I'm going on Saturday and will be just wandering around looking at birds and taking pictures and trying to track down our Pigeon-Talk members. George told you where he would be .. Risingstarfans will be with the Fantails. Rena will probably be at the front desk. Margarret will probably be wandering around but "loitering" in the Domestic Show Flight area. Debbie will probably also be there and an agent at large 

I'm going to try and come up with a Pigeon-Talk T-shirt to wear to make it easier for folks to find/see me.

Terry


----------



## risingstarfans

TAWhatley said:


> I'm going to try and come up with a Pigeon-Talk T-shirt to wear to make it easier for folks to find/see me.
> 
> Terry


Great idea for a money maker to help pay the hired help?


----------



## bluecheck

And I'm going to be just wandering and enjoying the show as often as I can get there and the folks -- and with luck getting my chocolate stash from Hellmann (he's my "supplier" of German chocolate - bless his little heart!) 

Frank


----------



## Margarret

I'll be with the Domestic Show Flights. I'll be there all three days. I'm looking forward to seeing other PT members.

Terry, the T-shirt is a great idea. I wish I could find some good iron on transfers. They used to make one that was wonderful, very little stiffness and washed well. The only ones I can find now are like ironing a piece of plastic on the shirt and they don't hold up worth a darn, plus they are always stiff.

Margaret


----------



## gingerpoo

I havent really been able to find when the doors open and close each day?


----------



## TAWhatley

gingerpoo said:


> I havent really been able to find when the doors open and close each day?

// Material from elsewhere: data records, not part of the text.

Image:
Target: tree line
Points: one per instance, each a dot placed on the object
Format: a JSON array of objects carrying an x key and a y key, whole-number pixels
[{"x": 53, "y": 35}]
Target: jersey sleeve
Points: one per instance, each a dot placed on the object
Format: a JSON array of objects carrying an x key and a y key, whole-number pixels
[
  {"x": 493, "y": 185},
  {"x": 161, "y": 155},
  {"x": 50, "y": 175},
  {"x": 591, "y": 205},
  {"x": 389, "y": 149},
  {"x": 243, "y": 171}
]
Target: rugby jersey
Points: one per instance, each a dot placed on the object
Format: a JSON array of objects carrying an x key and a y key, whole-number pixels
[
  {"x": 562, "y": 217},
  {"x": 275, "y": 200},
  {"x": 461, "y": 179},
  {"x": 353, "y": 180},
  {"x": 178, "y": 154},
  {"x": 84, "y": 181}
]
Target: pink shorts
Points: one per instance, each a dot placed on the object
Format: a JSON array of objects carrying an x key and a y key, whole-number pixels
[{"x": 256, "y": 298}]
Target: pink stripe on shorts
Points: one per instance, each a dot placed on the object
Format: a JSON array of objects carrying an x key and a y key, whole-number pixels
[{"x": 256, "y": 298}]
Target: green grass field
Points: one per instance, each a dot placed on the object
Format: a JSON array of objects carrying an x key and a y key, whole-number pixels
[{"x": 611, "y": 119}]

I don't know for sure, but I suspect that George or Margarret will know. If we don't hear from them this evening, I'll ask on the LAPC board and post back.

Terry


----------



## TAWhatley

*Pageant Of Pigeons - Hours*

Received this from Bob Nolan of the LAPC:

_Pageant hours Terry are approximately as follows:

Thursday 8:30 A.M. to 9:00 P.M.
Friday 8:30 A.M. to 9:30 P.M.
Sat. 8:30 A.M. to 4:00 P.M._

Terry


----------



## risingstarfans

The Pageant of Pigeons opens Thursday, see you all there!


----------



## karijo

Ohh! I really want to go!!!

I live in Oakland but it sounds like it is so worth the trip down there!
I could fly into LGB airport, rent a car and drive over there.
Looks like it's only about an hour drive.
Hm...

It's in San Bernadino?

If any of you don't mind being shadowed by a wide-eyed newcomer... I'm going by myself and would love to meet up with some Pigeon-Talkers! I promise not to ask TOO many questions!


----------



## TAWhatley

karijo said:


> Ohh! I really want to go!!!
> 
> I live in Oakland but it sounds like it is so worth the trip down there!
> I could fly into LGB airport, rent a car and drive over there.
> Looks like it's only about an hour drive.
> Hm...
> 
> It's in San Bernadino?
> 
> If any of you don't mind being shadowed by a wide-eyed newcomer... I'm going by myself and would love to meet up with some Pigeon-Talkers! I promise not to ask TOO many questions!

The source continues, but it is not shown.